Ball thrown upward given time

[sbright]

Homework Statement

Find initial speed and maximum height of a ball that is thrown 90 degrees straight up and lands on the ground in 3 seconds. What happens when the ball is thrown at some angle other than 90 degrees? Does it change the time of flight? Can you still determine the max height and initial speed?

Homework Equations

v=vo+at
Vy=Vsin90
y=vot+1/2gt^2

The Attempt at a Solution

For initial speed i did 9.81*3=29.43 to find velocity then (29.43)sin90=29.43 which i believe is the initial speed(Vo)
I'm having trouble with max height.
(29.43)(3)+4.9(3^2)=132.39m
Which i believe is much to big of a number..help please
Also I think as you move closer to 0 degrees and further away from 90 degrees, time of flight decreases, but can we determine max height and initial speed?

 

[PeterO]

Homework Statement

Find initial speed and maximum height of a ball that is thrown 90 degrees straight up and lands on the ground in 3 seconds. What happens when the ball is thrown at some angle other than 90 degrees? Does it change the time of flight? Can you still determine the max height and initial speed?

Homework Equations

v=vo+at
Vy=Vsin90
y=vot+1/2gt^2

The Attempt at a Solution

For initial speed i did 9.81*3=29.43 to find velocity then (29.43)sin90=29.43 which i believe is the initial speed(Vo)
I'm having trouble with max height.
(29.43)(3)+4.9(3^2)=132.39m
Which i believe is much to big of a number..help please
Also I think as you move closer to 0 degrees and further away from 90 degrees, time of flight decreases, but can we determine max height and initial speed?

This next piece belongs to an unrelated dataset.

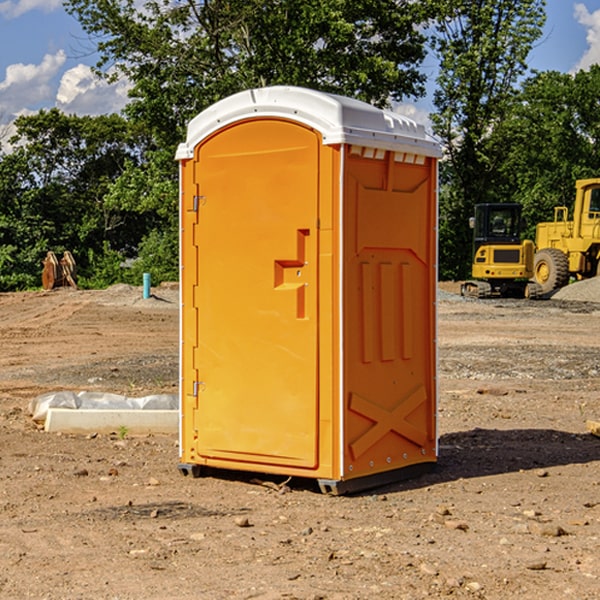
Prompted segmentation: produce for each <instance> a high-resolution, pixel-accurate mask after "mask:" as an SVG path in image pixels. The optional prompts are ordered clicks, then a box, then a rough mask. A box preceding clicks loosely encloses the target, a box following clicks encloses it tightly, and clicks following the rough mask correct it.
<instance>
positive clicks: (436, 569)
mask: <svg viewBox="0 0 600 600" xmlns="http://www.w3.org/2000/svg"><path fill="white" fill-rule="evenodd" d="M419 571H421V573H425V575H431V576H434V577H435V576H436V575H437V574H438V570H437V569H436V568H435V567H434V566H433V565H430V564H428V563H422V564H421V566H420V567H419Z"/></svg>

Firstly, this ball only traveled up for 1.5 seconds, then down for 1.5 seconds which is why it landed after 3 seconds.

 

[sbright]

Firstly, this ball only traveled up for 1.5 seconds, then down for 1.5 seconds which is why it landed after 3 seconds.

So would this be correct
29.43(1.5)+4.9(1.5^2)=55.17
still seems like too big of a number...

 

[sbright]

Ok so I'm pretty sure I found the right answer
29.43(1.5)-4.9(1.5^2)=33.12m

Now if anyone could help with the very last question, "What happens when you throw a ball at some angle other than 90 degrees? Can you still determine the maximum height and initial speed? Give careful explanations in your answers.

Any input with that last question would make me the happiest person in the world thank you!

 

[sbright]

Remember* only given time (for that last question)

 

[PeterO]

Ok so I'm pretty sure I found the right answer
29.43(1.5)-4.9(1.5^2)=33.12m

Now if anyone could help with the very last question, "What happens when you throw a ball at some angle other than 90 degrees? Can you still determine the maximum height and initial speed? Give careful explanations in your answers.

Any input with that last question would make me the happiest person in the world thank you!

I find the follow up a little ambiguous.

What happens when the ball is thrown at some angle other than 90 degrees? Does it change the time of flight? Can you still determine the max height and initial speed?


You are asked "does it change the time of flight?"
Well if the ball still lands 3 seconds later, clearly no. However if we are to assume that it was thrown at the same speed you calculate in the first part, then clearly yes.

The maximum height is always determined by the flight time.
If an object is in the air for 3 seconds, it travels up for 1.5 seconds and down for 1.5 seconds. How far down does anything fall in 1.5 seconds [always ignoring iar resistance]

 

[PeterO]

Ok so I'm pretty sure I found the right answer
29.43(1.5)-4.9(1.5^2)=33.12m

Now if anyone could help with the very last question, "What happens when you throw a ball at some angle other than 90 degrees? Can you still determine the maximum height and initial speed? Give careful explanations in your answers.

Any input with that last question would make me the happiest person in the world thank you!

That answer is far too high, since your initial velocity was based on 3 seconds to each maximum height, and it is only 1.5 seconds.